MRD-guided outcome analysis of ponatinib plus hyper-CVAD versus historical imatinib in ph-positive ALL: Impact of early response and dose-adjusted ponatinib Free

: The treatment strategies and outcomes of Philadelphia chromosome (Ph)-positive ALL have markedly improved with the development of tyrosine kinase inhibitors (TKIs), particularly with the introduction of ponatinib. Hyper-CVAD plus ponatinib frontline therapy was evaluated in a phase 2 clinical trial and proved its efficacy with long-term follow-up. While its frontline efficacy has been established in trials, real-world data comparing ponatinib-based regimens with historical imatinib-based therapy are limited. Moreover, the clinical significance of early measurable residual disease (MRD) response and ponatinib dose adjustment remains unclear.

To evaluate MRD-guided treatment outcomes in newly diagnosed Ph-positive ALL treated with ponatinib plus hyper-CVAD versus historical imatinib-based protocols, with a focus on early MRD response and ponatinib dose adjustment.

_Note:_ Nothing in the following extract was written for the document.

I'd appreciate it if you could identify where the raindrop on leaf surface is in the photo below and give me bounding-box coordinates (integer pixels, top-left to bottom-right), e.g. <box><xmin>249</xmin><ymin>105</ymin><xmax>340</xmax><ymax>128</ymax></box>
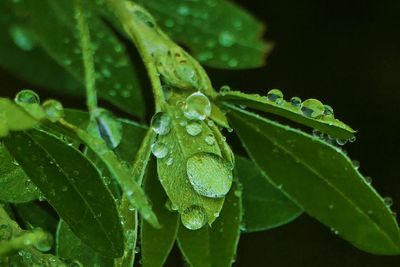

We retrospectively analyzed 193 newly diagnosed Ph-positive ALL treated with imatinib plus hyper-CVAD (n=158, 2018-2022) or ponatinib plus hyper-CVAD (n=35, 2023-2024), followed by allo-HCT if CR was achieved and donor was available. MRD was assessed via RT-qPCR targeting BCR::ABL1after remission induction (TP1, 4–6 weeks), after the first consolidation (TP2, 10–12 weeks), after the second consolidation (TP3, 16–20 weeks, typically pre-HCT), and post-HCT. Ponatinib was reduced from 30 mg to 15mg daily in patients achieving complete molecular response (CMR); others continued 30 mg.

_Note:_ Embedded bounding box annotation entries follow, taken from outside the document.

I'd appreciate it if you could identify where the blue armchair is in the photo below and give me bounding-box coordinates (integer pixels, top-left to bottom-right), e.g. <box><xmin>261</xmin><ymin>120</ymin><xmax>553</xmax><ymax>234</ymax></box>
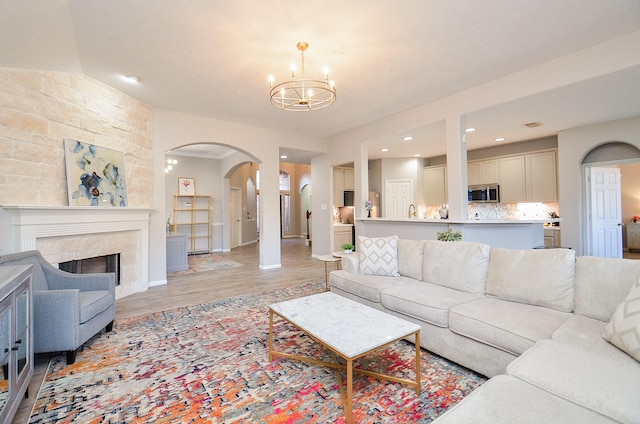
<box><xmin>0</xmin><ymin>250</ymin><xmax>116</xmax><ymax>364</ymax></box>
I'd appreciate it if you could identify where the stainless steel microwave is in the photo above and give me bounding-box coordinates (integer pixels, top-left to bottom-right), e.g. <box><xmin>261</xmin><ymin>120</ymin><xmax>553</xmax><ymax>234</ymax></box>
<box><xmin>467</xmin><ymin>184</ymin><xmax>500</xmax><ymax>203</ymax></box>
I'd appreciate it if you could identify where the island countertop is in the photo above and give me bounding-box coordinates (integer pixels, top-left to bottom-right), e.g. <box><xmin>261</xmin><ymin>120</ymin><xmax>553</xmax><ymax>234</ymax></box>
<box><xmin>356</xmin><ymin>218</ymin><xmax>562</xmax><ymax>249</ymax></box>
<box><xmin>356</xmin><ymin>218</ymin><xmax>563</xmax><ymax>224</ymax></box>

After excluding early deaths in each group (imatinib 10 [6.3%] and ponatinib 2 [5.7%]), 148 imatinib frontline and 33 ponatinib frontline protocols were evaluated and compared. At TP2, ponatinib achieved higher CMR rates (57.5% vs. 46.6%) and significantly lower poor molecular response (PMR) (6.0% vs. 25.7%, P=0.011). One-year progression-free survival (PFS) was superior with ponatinib (74.2% vs. 39.2%, P<0.001), with a lower cumulative incidence of MRD/hematologic relapse (CIMR: 26.7% vs. 52.0%, P=0.001). The 1-year overall survival (OS) was 93.3% with ponatinib and 82.4% with imatinib (P=0.103). Good MRD responders at TP2 did not show significantly different CIMR between imatinib 400mg and ponatinib 15mg subgroups (36.2% vs.21.8%, P=0.192), but patients with poor MRD response at TP2, continued ponatinib 30 mg significantly reduced CIMR (22.1% vs. 65.8%, P=0.003) compared to imatinib 400mg. In the imatinib and ponatinib subgroups, 126 (85.1%) and 30 (90.9%) underwent allogeneic-HCT in CR (P=0.305). Pre-HCT CMR was higher with ponatinib (76.7% vs. 53.9%, P<0.001), and post-HCT 1-year PFS also favored ponatinib (75.7% vs. 50.7%).

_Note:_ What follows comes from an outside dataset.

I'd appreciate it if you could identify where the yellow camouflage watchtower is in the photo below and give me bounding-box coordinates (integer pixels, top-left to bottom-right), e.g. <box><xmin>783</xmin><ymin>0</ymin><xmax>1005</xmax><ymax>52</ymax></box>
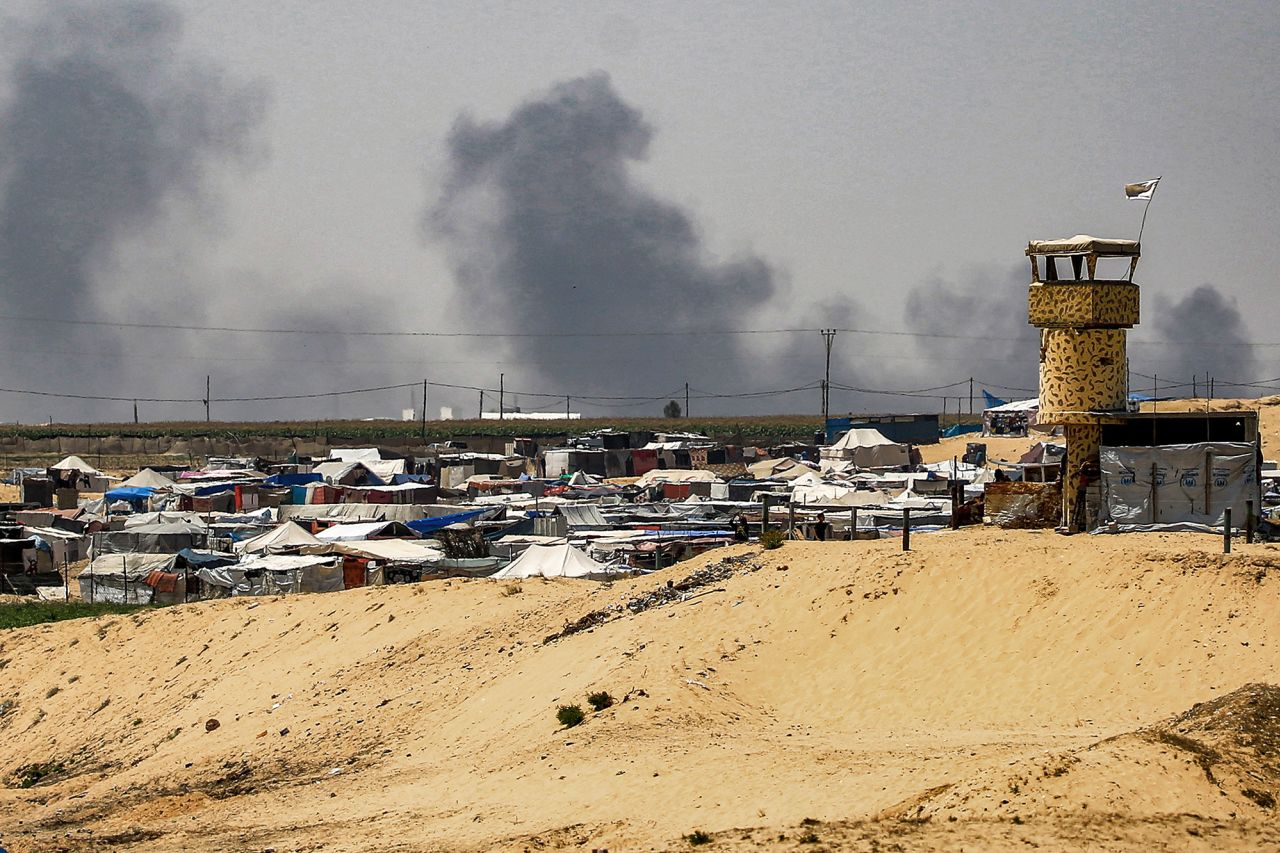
<box><xmin>1027</xmin><ymin>234</ymin><xmax>1142</xmax><ymax>530</ymax></box>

Ponatinib plus hyper-CVAD showed significantly improved MRD response and superior PFS with low CIMR compared to historical imatinib-based frontline therapy in patients with Ph-positive ALL. After TP2, MRD-guided ponatinib dose adjustment—particularly maintaining 30 mg in poor responders—demonstrated favorable outcomes. These findings support MRD-directed, dose-adapted ponatinib strategies to optimize disease control in high-risk Ph-positive ALL.